Sen. James Lankford, R-Okla., said it would be “entirely appropriate” for an inspector general to investigate the Trump administration’s use of Signal to discuss an imminent military attack and how a reporter was inadvertently added to the discussion, becoming among the first congressional Republicans to publicly back a probe into the matter.
“It’s entirely appropriate for the inspector general to be able to look at it and be able to ask two questions: One is obviously, how did a reporter get into this thread in the conversation,” Lankford said yesterday on CNN’s “State of the Union. “The second part of the conversation is when individuals from the administration are not sitting at their desk in a classified setting on a classified computer, how do they communicate to each other?”
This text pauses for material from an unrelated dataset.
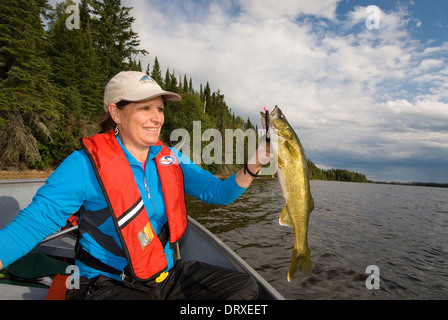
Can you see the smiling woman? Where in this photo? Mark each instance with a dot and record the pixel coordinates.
(129, 189)
(139, 124)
Lankford said resignation calls for Defense Secretary Pete Hegseth, who outlined plans for the strike in the Signal chat, are “overkill.”
“He is stepping in and has actually led a very successful first attack here on somebody that had attacked the United States over and over again during the Biden administration and had very limited response,” Lankford said.
Senate Armed Services Committee Chairman Roger Wicker, R-Miss., and ranking member Jack Reed, D-R.I., sent a letter last week to the acting inspector general of the Defense Department asking for a formal review of the official’s use of “unclassified networks” to discuss sensitive and classified information and the sharing of that information with “those who not have proper clearance.”
The two additionally requested a briefing before the Senate Armed Services Committee once the review is complete.
Wicker said last week he sent a similar letter to the White House in “an attempt to get ground truth,” and requested a briefing from a “senior person” on the matter.
“The information as published recently appears to me to be of such a sensitive nature that, based on my knowledge, I would have wanted it classified,” he told reporters.
Sen. Chuck Grassley, R-Iowa, announced in a Wall Street Journal op-ed yesterday that he would introduce a bill to limit judges’ “ability to issue universal injunctions.”
The move comes as Republicans — and Trump himself — have slammed judges’ decisions that have contradicted the administration’s positions. Trump and his allies have called for the impeachment of judges who have issued rulings unfavorable to the White House.
“Under my bill, lower courts could no longer block legitimate executive action by issuing orders to nonparties to the lawsuit. The bill would also make TROs against the government immediately appealable, to make sure that prudence wins out over rash decisions handed down in the heat of a political moment,” Grassley said, referring to temporary restraining orders.